Yara pergi dari rumah. Ia pamit hanya
kepada Nana bahwa ia akan segera pulang ketika urusannya selesai. Bahkan saat
Ibu meneleponnya dan meminta penjelasan, gadis itu hanya berkata, aku ingin mengunjungi
teman di kota K. Ia mengatakan ejaan K
hanya sebagai percobaannya untuk mengelabui sang Ibu.
Ia benar-benar menemui Tere di kota
itu. Lalu berencana mengajak temannya berlibur ke mana saja. Tapi temannya yang
manis itu sangat sibuk sekali dan jarang pulang. Hanya ada anak perempuan kecil
di rumah itu dan Yara harus bersikap baik selama menginap di rumah temannya.

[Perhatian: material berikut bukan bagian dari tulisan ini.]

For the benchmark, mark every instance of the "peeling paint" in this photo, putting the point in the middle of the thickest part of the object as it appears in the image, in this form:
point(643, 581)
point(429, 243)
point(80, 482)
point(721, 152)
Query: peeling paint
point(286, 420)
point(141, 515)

“Ahh.” Ungkapan itu terdengar lagi belakangan
ini dari mulut Yara. Sejak beberapa kejadian di penginapan, ia memang suka
sekali mengeluh dan bersedih. Tapi karena sudah terlanjur ada di kota K, mau
tak mau ia menginap di rumah temannya dan menyapa anak perempuan kecil yang
asyik menonton televisi.
“Hai. Siapa namamu? Aku Yara, teman
tantemu. Kau sendiri saja di sini?”
“Kakak bicara padaku?”
“Ya.”
“Aku Sisilia. Aku baru di antar ibuku
tadi pagi, tapi ibuku akan kembali lagi. Bisakah kakak bicara dengan bonekaku?”
“Apa?” Yara menatap boneka kecil
dalam dekapan anak perempuan itu.
“Katakanlah sesuatu, kak. Bahwa beruang
ini sangat lucu dan ia berkata jujur.”
Yara garuk-garuk kepala dan
memandangi anak perempuan itu dengan seksama. Apakah ia baik-baik saja, pikir
Yara. Tapi dengan sikap hati-hati Yara bertanya balik kepada anak itu.
“Apa kau bisa mendengarkan beruang
ini bicara? Apa yang dikatakannya?”
Sesaat anak itu terdiam lalu kemudian
ia tersenyum. Yara kembali bertanya.
“Aku percaya padamu. Ayolah.
Ceritakan padaku apa yang pernah kalian bicarakan. Aku punya masa kecil dengan
boneka seperti ini dan aku rasa aku juga pernah mengalami apa yang kau alami.
Mereka pasti senang jika kau terus
mengajak mereka bicara.”
Anak itu mengernyitkan dahi.
“Kakak bisa bicara pada boneka
beruang?”
Kali ini Yara yang terdiam, tapi
kemudian ia bicara lagi dengan setengah tertawa. “Bukankah kau ingin kakak
mengatakan sesuatu tentang boneka itu? Kau ingin aku mengiyakan ucapanmu kan?”
Anak itu bertambah heran. “Tapi kakak
tidak perlu begitu. Kakak tidak perlu membodohiku. Kemarikan bonekaku. Kakak
tidak bisa jujur pada anak kecil.” Anak perempuan itu bangkit dan memeluk
bonekanya lalu duduk di beranda. Ibu anak itu kemudian datang dan pamit ingin
mengambil putrinya kembali.
Yara terpaku dan melihat mereka yang
menjauh dan anak itu menatapnya dengan sedih. Rasa-rasanya Yara ingin sekali
menahan mereka. Tetapi Yara hanya melihat ke beranda, di mana anak perempuan
dan bonekanya duduk menghadap keluar jendela.